Densho Digital Archive
Manzanar National Historic Site Collection
Title: Rokuro Kurihara Interview
Narrator: Rokuro Kurihara
Interviewer: Richard Potashin
Location: Glendale, California
Date: May 10, 2010
Densho ID: denshovh-krokuro-01-0007

<Begin Segment 7>

RP: After, after Pearl Harbor, there was restrictions on travel placed on Japanese Americans. I think you could travel five miles...

RK: There probably was. But, it didn't mean too much to us.

RP: How about your dad?

RK: We, we didn't travel too much anyway.

RP: Was your, how about your father's gardening business?

RK: Well, it was within, within the two-mile radius.

RP: That's it?

RK: That's where he worked, just around here.

RP: Oh, okay.

RK: So, there was, there was no problem there.

RP: How about having to turn in shortwave radios or cameras or things of that nature? It was referred to as contraband, you had to turn it in to the police station or...

RK: Yeah. Well, I guess we turned in what we were supposed to, but we kept a lot of, most of the stuff anyway. We had our radios, we had our cameras. [Laughs] So, you know, it wasn't that much, it wasn't that much restrictions.

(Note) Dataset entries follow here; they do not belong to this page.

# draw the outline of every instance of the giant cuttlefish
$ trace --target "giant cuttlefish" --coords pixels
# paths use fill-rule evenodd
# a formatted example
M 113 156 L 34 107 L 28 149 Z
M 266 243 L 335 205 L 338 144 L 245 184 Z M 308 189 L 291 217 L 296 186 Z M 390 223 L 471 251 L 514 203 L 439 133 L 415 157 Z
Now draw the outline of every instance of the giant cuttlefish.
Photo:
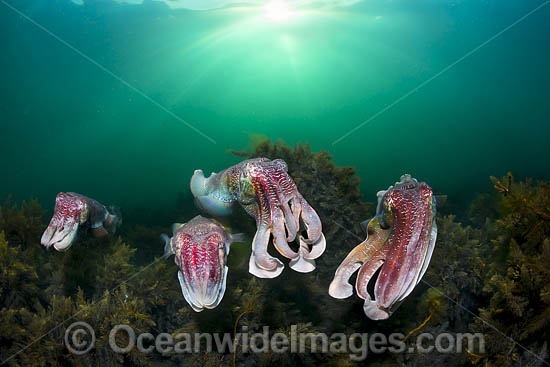
M 387 319 L 420 282 L 437 237 L 436 201 L 432 189 L 410 175 L 378 193 L 376 215 L 362 224 L 367 238 L 336 270 L 329 287 L 334 298 L 353 294 L 349 278 L 360 268 L 355 290 L 365 300 L 372 320 Z M 371 299 L 367 286 L 380 269 Z
M 74 192 L 60 192 L 55 198 L 53 217 L 40 243 L 66 251 L 76 240 L 79 228 L 89 228 L 95 237 L 114 233 L 121 224 L 120 211 Z
M 172 238 L 162 235 L 164 256 L 176 255 L 181 291 L 194 311 L 220 304 L 225 293 L 229 246 L 242 241 L 242 237 L 227 233 L 221 225 L 200 215 L 186 224 L 175 223 Z
M 236 202 L 256 219 L 256 234 L 252 241 L 249 271 L 260 278 L 274 278 L 284 265 L 269 255 L 267 247 L 273 234 L 273 244 L 286 258 L 289 266 L 300 272 L 315 269 L 317 257 L 325 250 L 325 237 L 319 216 L 298 192 L 287 173 L 285 161 L 267 158 L 249 159 L 219 173 L 204 177 L 196 170 L 191 178 L 191 192 L 197 206 L 213 215 L 225 216 Z M 300 231 L 300 218 L 307 238 L 298 236 L 298 252 L 288 245 Z

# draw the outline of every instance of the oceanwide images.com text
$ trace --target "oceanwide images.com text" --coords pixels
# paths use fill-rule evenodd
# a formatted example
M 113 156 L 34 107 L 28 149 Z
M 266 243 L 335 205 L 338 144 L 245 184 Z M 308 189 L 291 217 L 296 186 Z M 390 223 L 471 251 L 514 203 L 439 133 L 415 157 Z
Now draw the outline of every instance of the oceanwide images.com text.
M 369 353 L 462 353 L 485 352 L 481 333 L 420 333 L 405 343 L 401 333 L 304 333 L 292 325 L 288 333 L 250 332 L 243 326 L 236 335 L 231 333 L 136 333 L 130 325 L 116 325 L 109 333 L 108 344 L 115 353 L 184 354 L 199 352 L 228 353 L 344 353 L 353 361 L 365 360 Z M 82 321 L 71 324 L 65 331 L 67 349 L 76 355 L 90 352 L 95 346 L 95 332 Z

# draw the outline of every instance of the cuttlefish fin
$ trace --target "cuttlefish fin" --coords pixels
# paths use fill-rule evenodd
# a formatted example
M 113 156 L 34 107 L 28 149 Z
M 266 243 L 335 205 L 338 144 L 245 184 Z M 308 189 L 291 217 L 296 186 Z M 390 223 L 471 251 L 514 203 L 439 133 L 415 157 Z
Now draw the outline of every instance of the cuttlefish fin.
M 359 223 L 359 225 L 361 226 L 361 229 L 365 234 L 369 233 L 369 222 L 370 222 L 370 219 L 367 219 Z
M 183 227 L 185 223 L 174 223 L 172 224 L 172 236 L 176 234 L 177 231 L 180 230 L 181 227 Z
M 447 195 L 434 195 L 437 209 L 441 209 L 447 202 Z
M 105 227 L 99 226 L 99 227 L 92 228 L 92 234 L 94 235 L 95 238 L 101 238 L 101 237 L 107 236 L 109 232 L 107 232 Z
M 246 239 L 246 235 L 244 233 L 233 233 L 231 235 L 231 242 L 244 242 Z
M 162 239 L 162 241 L 164 241 L 164 255 L 162 257 L 168 259 L 170 255 L 175 254 L 174 250 L 172 249 L 172 239 L 164 233 L 160 235 L 160 238 Z

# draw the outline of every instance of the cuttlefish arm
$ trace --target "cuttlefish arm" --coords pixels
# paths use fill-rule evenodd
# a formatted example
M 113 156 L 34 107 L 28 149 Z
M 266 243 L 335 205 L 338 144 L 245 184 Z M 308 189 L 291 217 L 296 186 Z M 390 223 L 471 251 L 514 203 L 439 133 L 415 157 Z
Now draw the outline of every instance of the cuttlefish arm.
M 76 240 L 78 229 L 86 224 L 95 237 L 114 232 L 121 223 L 116 208 L 107 209 L 94 199 L 74 192 L 59 193 L 50 224 L 44 231 L 40 243 L 53 246 L 57 251 L 68 250 Z
M 380 217 L 372 218 L 365 230 L 367 232 L 365 241 L 351 250 L 336 269 L 328 291 L 334 298 L 348 298 L 353 294 L 349 279 L 358 269 L 361 270 L 357 277 L 356 291 L 361 298 L 367 298 L 367 284 L 386 258 L 388 252 L 386 240 L 390 231 L 382 229 Z
M 335 298 L 349 297 L 347 281 L 360 268 L 356 291 L 373 320 L 387 319 L 420 282 L 437 237 L 435 196 L 425 183 L 404 175 L 378 199 L 367 239 L 346 257 L 329 289 Z M 372 299 L 367 286 L 379 268 Z

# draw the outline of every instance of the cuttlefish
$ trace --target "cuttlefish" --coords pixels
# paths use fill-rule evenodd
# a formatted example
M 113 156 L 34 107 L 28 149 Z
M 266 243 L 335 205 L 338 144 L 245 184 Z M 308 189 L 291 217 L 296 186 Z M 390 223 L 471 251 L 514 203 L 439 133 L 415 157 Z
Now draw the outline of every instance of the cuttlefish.
M 218 306 L 225 293 L 227 255 L 240 233 L 229 234 L 220 224 L 196 216 L 185 224 L 172 225 L 172 238 L 163 234 L 164 256 L 176 255 L 183 297 L 196 312 Z
M 349 279 L 359 269 L 355 290 L 372 320 L 390 317 L 420 282 L 437 237 L 436 199 L 426 183 L 403 175 L 377 196 L 376 215 L 362 223 L 367 238 L 340 264 L 329 287 L 334 298 L 351 296 Z M 378 269 L 373 299 L 367 286 Z
M 60 192 L 50 224 L 40 243 L 57 251 L 68 250 L 77 238 L 79 228 L 91 230 L 95 237 L 113 234 L 122 223 L 120 210 L 74 192 Z
M 289 266 L 299 272 L 315 269 L 315 260 L 325 251 L 326 241 L 321 220 L 298 192 L 282 159 L 245 160 L 219 173 L 204 177 L 196 170 L 191 178 L 191 192 L 202 211 L 213 216 L 232 213 L 236 203 L 256 220 L 249 272 L 260 278 L 274 278 L 283 271 L 283 263 L 269 255 L 271 235 L 275 248 L 290 259 Z M 303 223 L 307 238 L 299 235 Z M 294 251 L 289 242 L 298 237 Z

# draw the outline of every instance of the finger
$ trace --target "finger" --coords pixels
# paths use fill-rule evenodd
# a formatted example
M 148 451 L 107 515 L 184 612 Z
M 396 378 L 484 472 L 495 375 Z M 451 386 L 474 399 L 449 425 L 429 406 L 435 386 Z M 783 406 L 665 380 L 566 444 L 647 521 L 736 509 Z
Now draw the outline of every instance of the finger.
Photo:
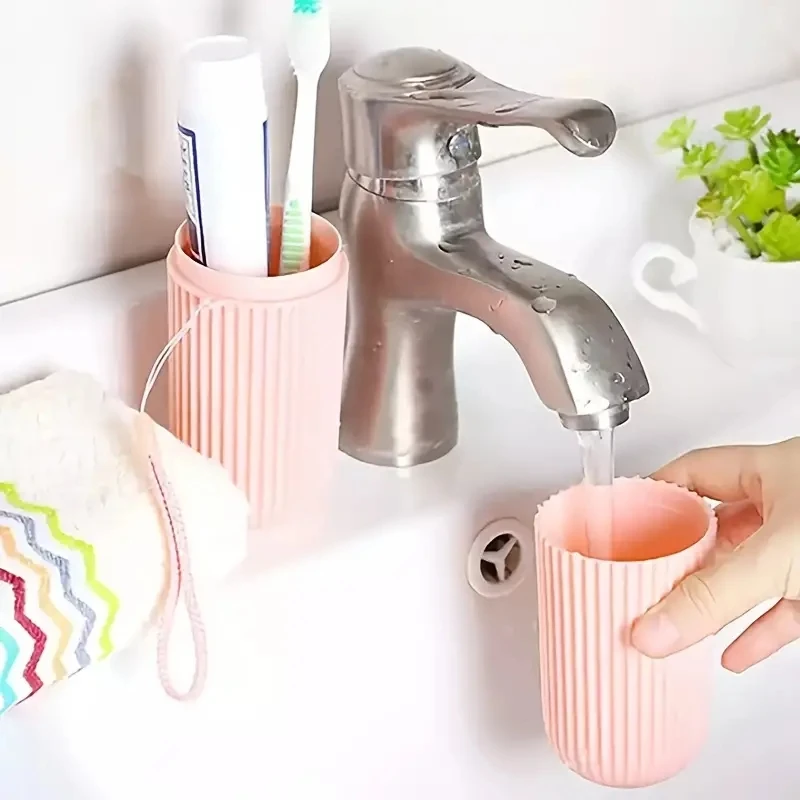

Yeah.

RP: How about the, I hear from a number of people that they either burned items that had significance to Japan, records or pictures of the emperor, things of that nature.

RK: I don't recall anything like that. But they did, they did, people who had an affiliation with the Japanese school and judo, those people who, they were interned first, first.

RP: Picked up.

RK: But, other than that, our family wasn't involved at all. Yeah.

RP: So you were fortunate to have neighbors who...

RK: Oh, our neighbors were great.

RP: Yeah?

RK: Yeah, our neighbors were great. Yeah. No problem.

RK: And like I said, there was a lot of other Japanese families around, too. And we all went to camp.